What was it like for a woman in Oneida in the 1960s working in a man’s world? Four women tell their stories in a film documentary called “Women’s Voices” that will be premiered at Oneida Public Library Wednesday, Dec. 13, at 6:30 p.m.

A one-hour documentary, edited by professional videographer Michael Brown, the film presents four local women who sat down with Oneida High School student interviewers from Tom Kirkpatrick’s English class last spring to talk about their experiences in setting out as young women to make careers in the 1960s in fields dominated by men. The interviews were filmed by OHS students under the supervision of Peter Gillander at the OHS/PAC 99 studio.

The film’s subjects are Patricia Bruno, Mary Jo Nixdorf, Virginia Seminaroti and Nancy Fauls Walter. Bruno worked in Oneida banks and eventually rose to become a vice-president. Nixdorf, who enlisted in the U.S. Navy Nursing Corp, worked during the Vietnam War and retired with the rank of commander.
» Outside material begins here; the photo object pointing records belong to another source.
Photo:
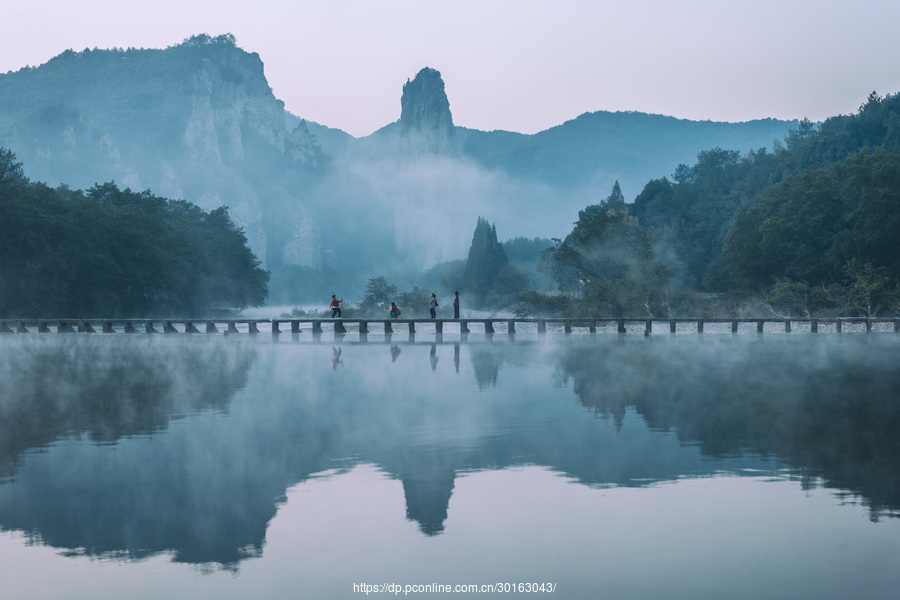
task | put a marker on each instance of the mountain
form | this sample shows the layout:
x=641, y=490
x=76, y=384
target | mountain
x=322, y=209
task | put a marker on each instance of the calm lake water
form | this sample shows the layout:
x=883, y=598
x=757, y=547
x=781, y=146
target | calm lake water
x=605, y=466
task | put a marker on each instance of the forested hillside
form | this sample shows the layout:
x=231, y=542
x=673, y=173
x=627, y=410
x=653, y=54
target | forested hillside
x=115, y=253
x=811, y=228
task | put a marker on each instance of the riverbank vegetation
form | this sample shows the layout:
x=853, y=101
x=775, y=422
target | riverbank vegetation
x=115, y=253
x=811, y=229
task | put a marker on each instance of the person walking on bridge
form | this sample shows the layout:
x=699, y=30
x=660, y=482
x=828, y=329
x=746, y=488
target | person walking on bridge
x=335, y=306
x=432, y=304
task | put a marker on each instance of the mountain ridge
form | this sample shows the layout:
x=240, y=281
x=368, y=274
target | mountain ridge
x=320, y=207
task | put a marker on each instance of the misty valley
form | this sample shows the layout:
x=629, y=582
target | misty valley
x=168, y=191
x=251, y=464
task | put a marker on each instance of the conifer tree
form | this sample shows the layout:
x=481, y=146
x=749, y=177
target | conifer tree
x=486, y=258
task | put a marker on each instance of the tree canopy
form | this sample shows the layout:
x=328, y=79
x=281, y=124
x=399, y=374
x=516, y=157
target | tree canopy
x=113, y=253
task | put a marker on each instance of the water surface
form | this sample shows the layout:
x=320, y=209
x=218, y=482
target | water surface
x=233, y=466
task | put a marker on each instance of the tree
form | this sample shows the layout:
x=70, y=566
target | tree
x=486, y=259
x=378, y=297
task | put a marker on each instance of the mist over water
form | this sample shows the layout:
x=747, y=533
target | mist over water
x=238, y=465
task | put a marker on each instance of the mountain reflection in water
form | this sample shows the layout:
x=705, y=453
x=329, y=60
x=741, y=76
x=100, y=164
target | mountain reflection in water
x=127, y=447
Seminaroti became an English teacher in Oneida’s middle school, while Walter was a working mother, balancing the responsibilities of home with the demands of her bank job.

Virginia Drake, herself a retired Oneida High School teacher, provides the film’s narrative and, at one point, shares her own workplace experiences.

The Women’s Voices Project was an initiative of the OPL as part of its year-long celebration of the Centennial of Women’s Suffrage in New York State. It was supported by an Action Grant from Humanities New York.